- Born: Henry Muddiman
- Baptised: February 5, 1629
- Died: March 7, 1692 (aged 63)
- Education: St John's College, Cambridge
- Occupation: Journalist

= Henry Muddiman =

English journalist and publisher (1629–1692)

Henry Muddiman (1629 – 7 March 1692) was an English journalist and publisher active after the restoration of the monarchy, in 1660.

Muddiman was born in the Strand, London. He was educated at the choir school of St Clement Danes and, from 1647, at St John's College, Cambridge (from which he did not graduate, perhaps because part of the college was used as a jail by the parliamentarians during the Second English Civil War). He then worked as a school teacher.

He began producing two regular newsbooks – Parliamentary Intelligencer and Mercurius Publicus – in late 1659 on the proceedings of the newly reconvened Rump Parliament. This seems to have been at the suggestion of George Monck, who also received good publicity. On 16 April 1660 this role was secured when all other such journals were banned particularly those of Marchamont Needham the chief Cromwellian publisher. Muddiman received a monopoly of print along with arch-royalist John Birkenhead as a supervising editor.
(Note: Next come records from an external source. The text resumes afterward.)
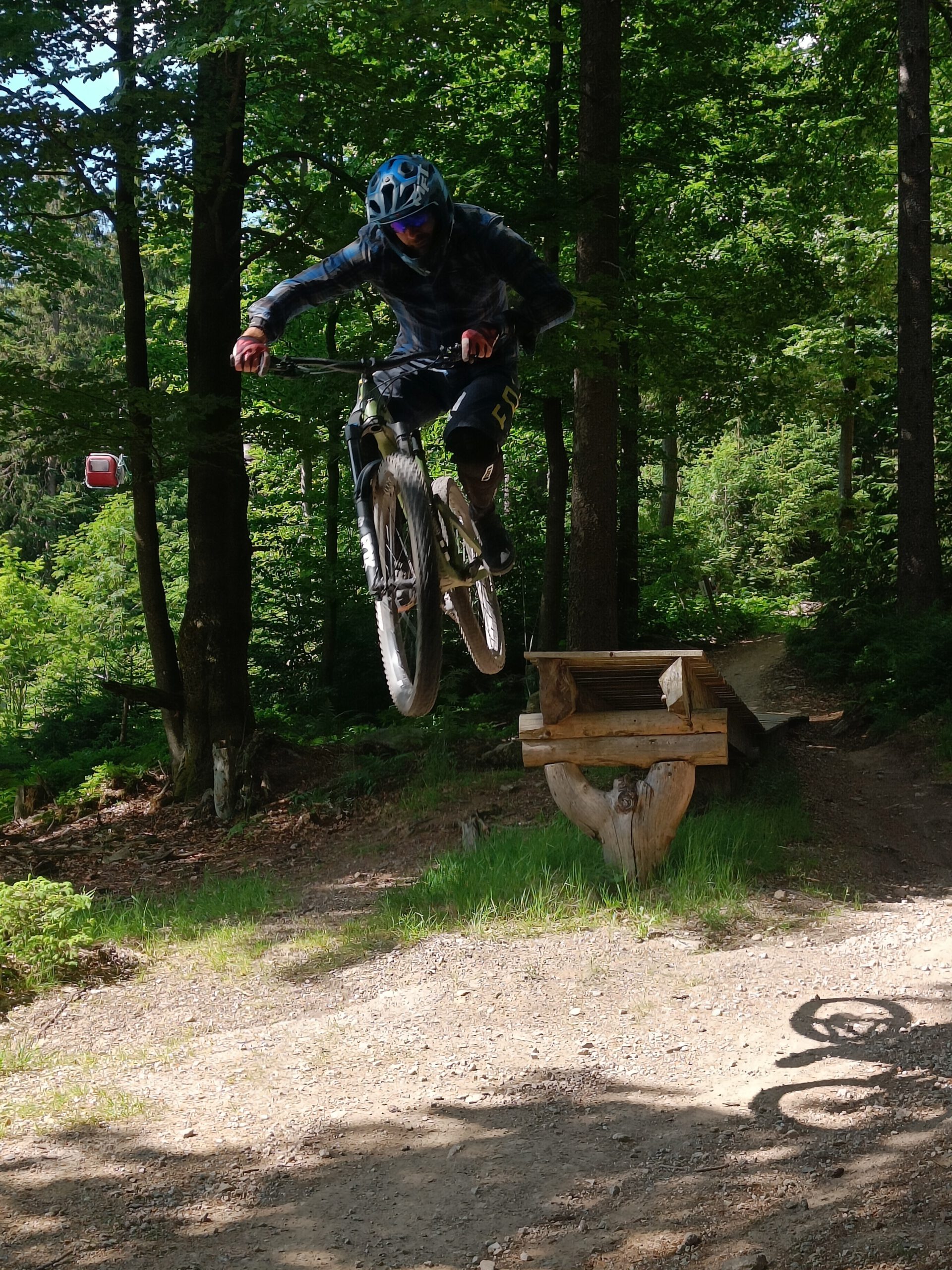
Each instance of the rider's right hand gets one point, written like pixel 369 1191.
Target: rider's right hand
pixel 250 352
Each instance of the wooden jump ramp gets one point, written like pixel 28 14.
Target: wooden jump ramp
pixel 667 711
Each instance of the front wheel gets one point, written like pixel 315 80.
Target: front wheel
pixel 476 607
pixel 409 609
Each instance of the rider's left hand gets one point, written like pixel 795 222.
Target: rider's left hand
pixel 479 342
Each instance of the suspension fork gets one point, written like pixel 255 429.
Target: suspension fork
pixel 363 477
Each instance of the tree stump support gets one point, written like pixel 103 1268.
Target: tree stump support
pixel 664 711
pixel 635 821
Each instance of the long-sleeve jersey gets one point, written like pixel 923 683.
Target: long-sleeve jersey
pixel 468 286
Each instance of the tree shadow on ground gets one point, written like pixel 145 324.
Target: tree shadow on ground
pixel 569 1169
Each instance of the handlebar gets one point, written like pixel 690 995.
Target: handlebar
pixel 293 368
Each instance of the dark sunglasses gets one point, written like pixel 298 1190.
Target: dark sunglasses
pixel 411 223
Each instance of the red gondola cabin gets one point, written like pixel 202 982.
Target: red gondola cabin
pixel 105 472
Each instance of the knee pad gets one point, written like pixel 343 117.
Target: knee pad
pixel 472 446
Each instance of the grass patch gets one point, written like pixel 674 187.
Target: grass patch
pixel 191 915
pixel 46 926
pixel 554 874
pixel 76 1107
pixel 23 1056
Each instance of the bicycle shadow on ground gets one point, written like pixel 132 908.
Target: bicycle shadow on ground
pixel 568 1167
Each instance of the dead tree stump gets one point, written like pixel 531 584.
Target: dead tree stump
pixel 635 821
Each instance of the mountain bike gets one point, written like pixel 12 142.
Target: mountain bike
pixel 420 549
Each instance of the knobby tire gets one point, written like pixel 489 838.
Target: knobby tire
pixel 408 619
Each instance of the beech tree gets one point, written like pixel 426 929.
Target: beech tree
pixel 918 541
pixel 593 582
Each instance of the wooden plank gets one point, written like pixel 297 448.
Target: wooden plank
pixel 683 693
pixel 627 680
pixel 558 694
pixel 621 723
pixel 706 749
pixel 676 689
pixel 630 657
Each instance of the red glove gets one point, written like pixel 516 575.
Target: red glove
pixel 250 355
pixel 479 342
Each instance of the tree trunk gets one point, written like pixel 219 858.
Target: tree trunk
pixel 593 581
pixel 554 563
pixel 306 480
pixel 669 483
pixel 558 487
pixel 155 610
pixel 332 520
pixel 847 437
pixel 919 563
pixel 218 623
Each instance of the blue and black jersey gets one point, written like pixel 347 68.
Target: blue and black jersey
pixel 466 286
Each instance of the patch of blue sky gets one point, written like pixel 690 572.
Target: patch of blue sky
pixel 92 83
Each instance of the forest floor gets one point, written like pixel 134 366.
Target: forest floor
pixel 579 1098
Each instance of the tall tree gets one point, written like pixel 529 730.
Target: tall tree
pixel 593 581
pixel 218 622
pixel 919 561
pixel 155 610
pixel 558 457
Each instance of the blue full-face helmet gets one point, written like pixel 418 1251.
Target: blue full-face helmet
pixel 403 187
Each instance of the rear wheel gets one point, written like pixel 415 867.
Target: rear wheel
pixel 409 610
pixel 476 607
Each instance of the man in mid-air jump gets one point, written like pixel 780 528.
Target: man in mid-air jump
pixel 443 268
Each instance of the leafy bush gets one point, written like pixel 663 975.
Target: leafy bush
pixel 898 667
pixel 42 929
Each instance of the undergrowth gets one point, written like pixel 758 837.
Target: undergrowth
pixel 554 874
pixel 46 926
pixel 898 668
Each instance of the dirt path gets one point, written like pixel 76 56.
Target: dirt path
pixel 579 1099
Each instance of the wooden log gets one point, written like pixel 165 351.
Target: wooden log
pixel 694 747
pixel 225 774
pixel 621 723
pixel 636 821
pixel 626 657
pixel 558 693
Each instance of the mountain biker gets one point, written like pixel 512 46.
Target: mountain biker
pixel 443 268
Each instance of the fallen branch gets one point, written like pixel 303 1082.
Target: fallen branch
pixel 145 693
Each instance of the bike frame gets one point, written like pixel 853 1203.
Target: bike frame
pixel 371 418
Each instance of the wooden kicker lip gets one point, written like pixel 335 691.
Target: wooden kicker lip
pixel 700 749
pixel 621 723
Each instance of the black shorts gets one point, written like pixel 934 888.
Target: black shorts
pixel 479 397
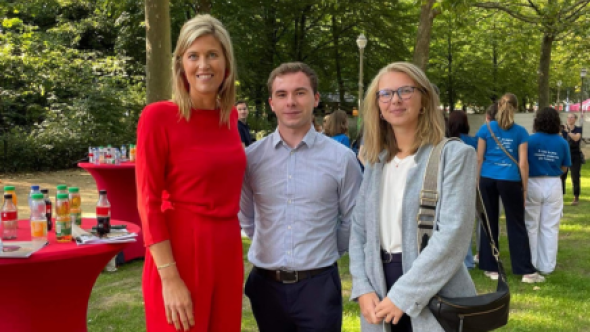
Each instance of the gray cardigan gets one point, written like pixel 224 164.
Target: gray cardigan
pixel 439 268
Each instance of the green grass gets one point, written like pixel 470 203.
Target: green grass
pixel 560 304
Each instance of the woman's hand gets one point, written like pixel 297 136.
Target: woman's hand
pixel 178 303
pixel 368 302
pixel 388 311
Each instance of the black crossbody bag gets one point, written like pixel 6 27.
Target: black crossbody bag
pixel 479 313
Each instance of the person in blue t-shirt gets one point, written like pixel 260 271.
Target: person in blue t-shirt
pixel 458 126
pixel 549 157
pixel 505 175
pixel 337 127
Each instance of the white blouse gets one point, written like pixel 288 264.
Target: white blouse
pixel 392 193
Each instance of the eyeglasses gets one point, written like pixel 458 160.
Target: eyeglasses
pixel 404 92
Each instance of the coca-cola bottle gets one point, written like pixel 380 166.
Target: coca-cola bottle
pixel 9 218
pixel 103 214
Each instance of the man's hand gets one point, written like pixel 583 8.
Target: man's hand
pixel 368 302
pixel 388 311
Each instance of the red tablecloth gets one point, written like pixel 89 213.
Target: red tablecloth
pixel 49 291
pixel 119 182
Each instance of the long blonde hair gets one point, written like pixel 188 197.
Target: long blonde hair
pixel 196 27
pixel 506 108
pixel 379 134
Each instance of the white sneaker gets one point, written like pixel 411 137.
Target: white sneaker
pixel 532 278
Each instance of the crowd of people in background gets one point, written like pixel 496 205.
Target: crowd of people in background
pixel 299 194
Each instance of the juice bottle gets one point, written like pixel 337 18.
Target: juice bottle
pixel 9 216
pixel 63 225
pixel 48 208
pixel 11 190
pixel 132 153
pixel 75 206
pixel 60 189
pixel 38 220
pixel 103 214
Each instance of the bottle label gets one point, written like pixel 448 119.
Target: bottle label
pixel 9 215
pixel 76 218
pixel 39 228
pixel 103 210
pixel 63 228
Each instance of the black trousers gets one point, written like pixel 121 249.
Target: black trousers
pixel 518 239
pixel 310 305
pixel 394 271
pixel 575 174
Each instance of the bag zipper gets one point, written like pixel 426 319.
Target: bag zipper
pixel 460 306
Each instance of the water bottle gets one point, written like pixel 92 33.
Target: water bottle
pixel 38 220
pixel 103 214
pixel 96 156
pixel 9 218
pixel 123 152
pixel 117 157
pixel 34 190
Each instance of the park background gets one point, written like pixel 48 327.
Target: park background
pixel 74 74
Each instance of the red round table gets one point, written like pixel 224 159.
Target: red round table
pixel 49 291
pixel 119 182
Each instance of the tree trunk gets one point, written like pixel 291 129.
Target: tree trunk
pixel 544 65
pixel 158 51
pixel 422 48
pixel 336 39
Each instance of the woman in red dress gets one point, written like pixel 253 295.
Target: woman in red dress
pixel 190 148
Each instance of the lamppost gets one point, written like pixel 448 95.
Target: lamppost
pixel 582 75
pixel 558 88
pixel 361 42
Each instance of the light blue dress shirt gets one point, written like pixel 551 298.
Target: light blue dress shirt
pixel 297 203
Muddiman lost the right to publish the journals three years later when it was handed to Roger L'Estrange. He would transform the subtle propaganda of the newsbooks into heavy-handed political polemics leading to the rights being returned to Muddiman in 1665. By that time, Muddiman had established a good business distributing hand-written details of parliamentary proceedings which he was not allowed to print. Once the rights were returned he began publishing The London Gazette which remains the oldest surviving English newspaper. With a short hiatus over the Exclusion crisis, when there were attempts to suppress all publications, he retained exclusive rights until the Glorious Revolution of 1688. At the change of regime he was considered too close to the previous incumbents and retired, dying in 1692.